A mesma vontade a invadiu quando entrou no velho apartamento. Atirar-se pra
junto do rio minúsculo e metafísico que corria lá embaixo.
Mas ela voltou seu corpo para o interior do quarto. Sempre se acovardava diante
de vidro moído e rios metafísicos.
Pegou o velho caderno de endereços e ligou para o homem que lhe jurou
amor eterno. Sabrina não o amava, não o desejava em nenhum sentido,
aliás ela nunca sentiu amor ou desejo por homens. Seus lençóis
eram amarrotados por corpos cuja sensibilidade podia se ver nos olhos e ela
nunca encontrou sensibilidade em olhares masculinos.
Ela iria beijar aquele homem e a chispa que estava dentro da boca dele iria
dispará-la uma vez mais para o seu sonho, para o seu país azul.
Mas desta vez, ela levaria uma bússola em sua boca.
III
Ele a rodopiou no ar, apertava seu peito junto ao dele a quase sufocá-la.
Beijou-a Ela não sentiu nada, nem sinal de azul na garganta. Continuou
a beijá-lo, agora com os olhos abertos e viu com tristeza o seu rosto
débil que ia de um lado ao outro. Sentia a língua do homem correndo
pelas extremidades de sua boca como se quisesse lhe arrancar a alma. Soltou-se
dele e ofereceu um sorriso amarelo que ele interpretou como a recíproca
do amor que lhe transbordava.
Sabrina continuou a se encontrar com ele. Por puro comodismo ou estoicismo
ela dividia não só a casa, mas a cama com ele. Nunca mais teve
um rasgo de criação, ao se deitar com o homem abandonou as tintas
de vez.
E quando sentia uma profunda melancolia ia até o parque da cidade e
ficava a olhar o movimento das folhas, o canto dos pássaros , a água,
ao longe. Ao longe, em algum recanto da sua alma ouvia acordes azuis, mas não
respondia a esses apelos. Não tinha forças.
Começou a trabalhar na Biblioteca municipal. Em meio aos livros e as
crianças que ouviam atentas as histórias que contava, viu adormecer
suas paixões e sonhos.
IV
Num dia nublado uma tempestade aconteceu na alma de Sabrina. No fundo da biblioteca
cercada de livros, tateando-os, folheando-os, cheirando-os, uma mulher. Sabrina
reconheceu-a imediatamente. Era a mais encantadora mulher do seu país
inventado, seu país azul. A mulher azul que amou desde o primeiro sonho.

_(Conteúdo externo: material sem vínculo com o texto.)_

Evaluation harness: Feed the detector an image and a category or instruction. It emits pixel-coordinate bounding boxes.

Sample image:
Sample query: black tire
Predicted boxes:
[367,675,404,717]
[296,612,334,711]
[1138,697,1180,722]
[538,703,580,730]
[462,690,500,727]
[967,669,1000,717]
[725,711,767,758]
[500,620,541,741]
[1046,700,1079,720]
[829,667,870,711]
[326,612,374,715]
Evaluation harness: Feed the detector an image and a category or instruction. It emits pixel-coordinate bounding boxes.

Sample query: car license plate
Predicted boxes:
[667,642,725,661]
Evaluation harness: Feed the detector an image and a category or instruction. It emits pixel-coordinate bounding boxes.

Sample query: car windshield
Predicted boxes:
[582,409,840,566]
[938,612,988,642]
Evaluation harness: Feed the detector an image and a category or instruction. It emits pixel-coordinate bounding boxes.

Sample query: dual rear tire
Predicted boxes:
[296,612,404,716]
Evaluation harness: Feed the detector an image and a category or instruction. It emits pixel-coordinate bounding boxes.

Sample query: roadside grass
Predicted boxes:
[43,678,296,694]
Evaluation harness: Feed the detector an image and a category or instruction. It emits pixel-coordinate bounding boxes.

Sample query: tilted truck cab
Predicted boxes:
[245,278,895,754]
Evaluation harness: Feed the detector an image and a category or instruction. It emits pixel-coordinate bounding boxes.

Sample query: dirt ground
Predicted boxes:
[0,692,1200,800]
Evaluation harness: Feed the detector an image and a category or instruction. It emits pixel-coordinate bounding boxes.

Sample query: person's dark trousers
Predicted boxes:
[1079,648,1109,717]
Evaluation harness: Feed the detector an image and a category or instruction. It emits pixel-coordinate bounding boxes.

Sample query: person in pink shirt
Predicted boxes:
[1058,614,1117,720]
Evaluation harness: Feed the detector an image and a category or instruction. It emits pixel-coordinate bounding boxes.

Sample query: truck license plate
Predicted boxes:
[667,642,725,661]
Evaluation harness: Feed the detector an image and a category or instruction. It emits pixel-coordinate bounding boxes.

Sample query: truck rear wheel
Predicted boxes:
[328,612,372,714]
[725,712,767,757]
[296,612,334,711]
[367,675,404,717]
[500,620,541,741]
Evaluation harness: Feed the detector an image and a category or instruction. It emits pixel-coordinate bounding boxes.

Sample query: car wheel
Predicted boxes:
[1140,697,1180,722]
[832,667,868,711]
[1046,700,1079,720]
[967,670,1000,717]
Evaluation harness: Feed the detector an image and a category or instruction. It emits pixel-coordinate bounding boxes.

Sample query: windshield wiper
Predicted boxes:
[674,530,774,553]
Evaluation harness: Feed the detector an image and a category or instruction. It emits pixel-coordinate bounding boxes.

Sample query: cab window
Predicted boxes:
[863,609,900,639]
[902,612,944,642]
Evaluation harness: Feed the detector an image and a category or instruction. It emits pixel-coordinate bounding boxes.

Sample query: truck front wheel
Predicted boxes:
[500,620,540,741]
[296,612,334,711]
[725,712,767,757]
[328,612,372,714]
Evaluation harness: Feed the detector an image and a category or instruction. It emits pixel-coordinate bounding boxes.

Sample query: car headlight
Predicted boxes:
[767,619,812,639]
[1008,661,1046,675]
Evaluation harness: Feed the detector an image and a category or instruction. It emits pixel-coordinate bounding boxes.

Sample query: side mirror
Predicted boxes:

Ela era miúda, muito magra e careca, não havia nem sinal de fios
capilares em sua cabeça. Tinha os olhos enormes, muito negros. Os olhos
mais faiscantes vivos que Sabrina já vira. Parecia uma fada.
Ao perceber que era observada a mulher soltou os livros e olhou fixamente dentro
dos olhos de Sabrina. Seu olhar emanava toda a sensibilidade feminina, todo
o azul do seu país de sonhos.
Sabrina continuou a olhá-la de longe. estava rodeada de crianças
que lhe perguntavam o que aconteceria com a princesa depois. Continuou a contar
a história sem tirar os olhos da mulher que ouvia encantada sem lhe desviar
os olhos.
Quando as crianças partiram Sabrina cainhou até a mulher ao fundo
da biblioteca e beijou aqueles olhos que eram agora dois oceanos.
V
Com os olhos marejados Sabrina beijava os olhos da mulher azul que a abraçava.
Sabrina pegou em sua mão e a sentou no chão. Perguntou onde se
escondia já que nunca a tinha visto e a cidade era tão pequena.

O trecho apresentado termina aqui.